Le prix de l'or a rebondi vendredi lorsque des achats à bas prix sont apparus après une forte vente massive précédente, dans un contexte où le marché attendait les données sur l'inflation américaine - un facteur qui pourrait façonner la prochaine étape de la Réserve fédérale américaine (Fed).
Le métal précieux a parfois augmenté de 1,4%, après avoir chuté de 3,2% lors de la séance précédente - la plus forte baisse quotidienne en une semaine. La vague de ventes s'est produite parallèlement aux fluctuations de Wall Street, lorsque les actifs se sont affaiblis simultanément en raison des craintes de l'impact de l'intelligence artificielle (IA) sur les bénéfices des entreprises.

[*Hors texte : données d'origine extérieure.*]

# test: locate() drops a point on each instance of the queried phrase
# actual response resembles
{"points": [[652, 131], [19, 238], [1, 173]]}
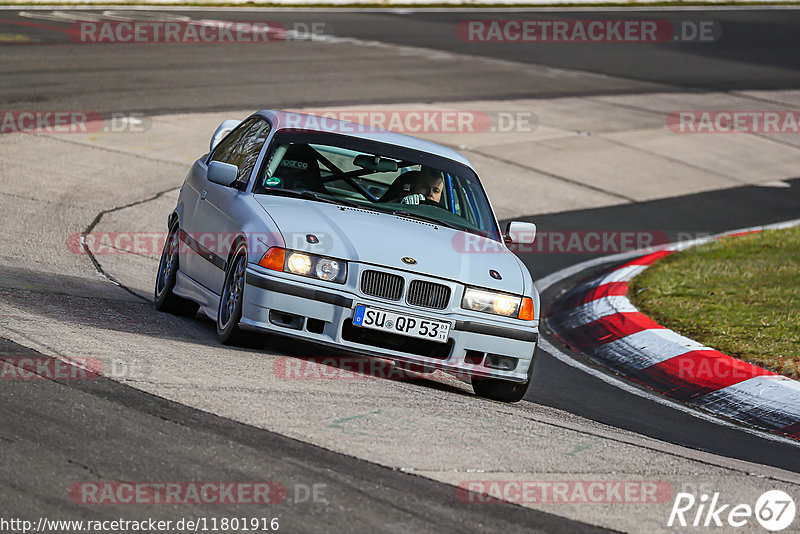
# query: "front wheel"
{"points": [[502, 390], [163, 297], [230, 303]]}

La pression à la baisse sur l'or serait amplifiée par les ordres de dépôt de garantie et les activités de négociation algorithmique.
Selon Mme Liu Shiyao, experte chez Zijin Tianfeng Futures, la baisse des actions américaines s'est étendue au marché des métaux précieux lorsque les investisseurs ont été contraints de vendre des marchandises pour compléter la marge. "Dans de nombreux cas, les investisseurs détiennent plusieurs types d'actifs en même temps; lorsqu'un marché est vendu à perte, un autre marché subit également une pression de retrait de capital. Cependant, l'impact ne sera pas trop important. L'or est toujours en phase d'accumulation", a-t-elle déclaré.
M. Michael Ball, stratège en macroéconomie chez Bloomberg, estime que les ventes des fonds consultatifs de négociation de matières premières (CTA) utilisant des modèles informatiques contribuent également à accélérer la baisse. En outre, une partie de la pression pourrait provenir des prises de bénéfices, après que l'or et l'argent se soient considérablement redressés après la chute historique du début du mois. L'argent à lui seul a chuté de près de 11% jeudi. Malgré de fortes fluctuations, l'or devrait terminer la semaine presque latéralement.
Les investisseurs se tournent actuellement vers le rapport sur l'inflation américain publié vendredi. Auparavant, les données positives sur l'emploi de janvier avaient réduit l'urgence de la Fed de continuer à baisser les taux d'intérêt au milieu de l'année. Dans un environnement à faible taux d'intérêt, l'or - un actif non rentable - bénéficie généralement.
S'exprimant sur CNBC, le gestionnaire de fonds spéculatifs David Einhorn a déclaré que la Fed pourrait réduire les taux d'intérêt « beaucoup plus que les prévisions actuelles du marché ». Il a estimé que Kevin Warsh, choisi par le président Donald Trump pour succéder au président Jerome Powell, poursuivrait probablement une politique de taux d'intérêt plus bas comme le souhaite la Maison Blanche.
Auparavant, l'or avait établi un record de plus de 5,595 dollars l'once le 29 janvier, le point culminant d'une série de hausses de plusieurs années. Cependant, au cours des deux séances suivantes seulement, le métal précieux a perdu environ 13% lorsque la force spéculative excessive s'est inversée.
Malgré cela, de nombreuses grandes banques maintiennent des perspectives positives pour cette année, estimant que les facteurs fondamentaux qui ont autrefois stimulé la hausse - notamment les tensions géopolitiques, les controverses sur l'indépendance de la Fed et la tendance à se déplacer des actifs traditionnels tels que la monnaie et les obligations d'État restent intacts. BNP Paribas SA prévoit que l'or pourrait atteindre 6 000 dollars américains d'ici la fin de l'année, tandis que Deutsche Bank AG et Goldman Sachs Group Inc. présentent également des scénarios optimistes.
À 10h20 à Singapour, le prix de l'or au comptant a augmenté de 1,1% pour atteindre 4 977,44 USD/once. L'argent a augmenté de 1,9% pour atteindre 76,70 USD/once; le platine a augmenté de 1,4% et le palladium a augmenté de 2,2%. L'indice Bloomberg Dollar Spot - mesure de la force du dollar américain - a progressé de 0,1%.